Almanya'nın Mölln kentinde 23 Kasım 1992 günü ırkçıların kundakladığı evde ölen ikisi çocuk üç Türk için anma töreni düzenlendi. Irkçılığın kınanması ve benzer saldırıların unutturulmaması amacıyla düzenlenen programa katılan Federal Meclis Başkanvekili Aydan Özoğuz, Mölln saldırısının Almanya'da yeni bir dönemi de beraberinde getirdiğini ifade etti.
İNSANLAR ÇOK ETKİLENDİ
Özoğuz,
"Kendi çevremizde bile saldırıların etkisini yaşadık. Mesela bazıları herhangi bir saldırıda kaçmak için evlerine merdiven aldılar. Bu, insanların ne kadar etkilendiğinin göstergesiydi. Ne yazık ki NSU cinayetleri, mülteci yurtlarına yönelik sayısız saldırı ya da Hanau ve Halle'deki saldırılar, aşırı sağcı şiddet ve terörün, günümüzde hâlâ gerçek bir tehlike olduğunu açıkça ortaya koymuştur" dedi.
IRKÇILIĞA YER YOK
Quellenhof Oteli'ndeki anma etkinliğinde konuşan Özoğuz, Almanya'da ırkçılığın ve yabancı düşmanlığının yeri olmadığının açıkça gösterilmesinin çok önemli olduğuna işaret etti ve "Son 30 yılda pek çok gerileme yaşadık, ancak zaman zaman umut ışıkları da gördük" şeklinde konuştu.

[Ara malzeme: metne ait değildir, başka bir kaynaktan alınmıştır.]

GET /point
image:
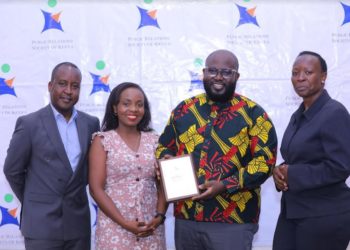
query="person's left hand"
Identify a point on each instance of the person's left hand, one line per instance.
(280, 177)
(212, 189)
(154, 223)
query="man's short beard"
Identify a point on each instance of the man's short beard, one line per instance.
(224, 97)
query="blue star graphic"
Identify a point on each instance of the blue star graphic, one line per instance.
(148, 18)
(346, 13)
(5, 89)
(245, 16)
(98, 85)
(50, 22)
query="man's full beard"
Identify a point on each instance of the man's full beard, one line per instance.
(218, 97)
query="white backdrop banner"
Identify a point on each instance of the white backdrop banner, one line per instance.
(162, 46)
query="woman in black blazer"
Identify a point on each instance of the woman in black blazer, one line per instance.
(315, 204)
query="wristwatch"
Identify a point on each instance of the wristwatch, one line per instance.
(162, 215)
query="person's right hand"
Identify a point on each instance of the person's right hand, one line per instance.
(279, 178)
(140, 229)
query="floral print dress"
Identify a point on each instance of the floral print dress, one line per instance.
(131, 185)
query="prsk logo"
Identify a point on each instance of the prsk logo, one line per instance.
(100, 83)
(148, 17)
(8, 216)
(6, 85)
(196, 78)
(346, 13)
(52, 20)
(247, 15)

Programa, katliamda aile fertlerini yitiren Arslan ailesi, Büyükelçi Ahmet Başar Şen, Kültürden Sorumlu Devlet Bakanı Claudia Roth da katıldı. MÖLLN
DERİN YARALAR AÇTI
CİNAYETLERİ UNUTMAMIZ MÜMKÜN DEĞİL
Büyükelçi Şen, "Vatandaşlarımıza karşı yapılan ırkçı saldırılar, hatıralarımızda yaralar açmıştır. Üzerinden ne kadar zaman geçerse geçsin, Mölln, Solingen ve Hanau saldırılarını, NSU cinayetlerini unutamayız. Bu faciaları unutturmamaya ve ırkçılık tehlikesine her zaman yüksek sesle dikkat çekmeye kararlıyız. Ayrımcılığın demokratik toplumlarda yeri yoktur" şeklinde konuştu.
TOPYEKÛN MÜCADELE ŞART
Şen, sadece Türk ve Müslüman oldukları için Almanya'daki Türklerin, evlerinin, iş yerlerinin, camilerinin hala saldırılara ve hakaretlere uğruyor olmasının, ülkede ırkçılığa karşı mücadelenin kararlılıkla devam ettirilmesi gerektiğini gösterdiğini ifade etti. Büyükelçi, "Bu tür hastalıklı eğilimlere karşı güçlü bir direnç kültürü oluşturulması, topyekûn mücadele edilmesi gerekmektedir" dedi.
Büyükelçi Ahmet Başar Şen, "Toplumun tüm kesimlerinin, her türlü görüş ayrılığını bir kenara bırakarak, bu amaç etrafında birleşmesi gerekmektedir. Almanya Türk toplumuna hep birlikte sahip çıkmalıyız" dedi.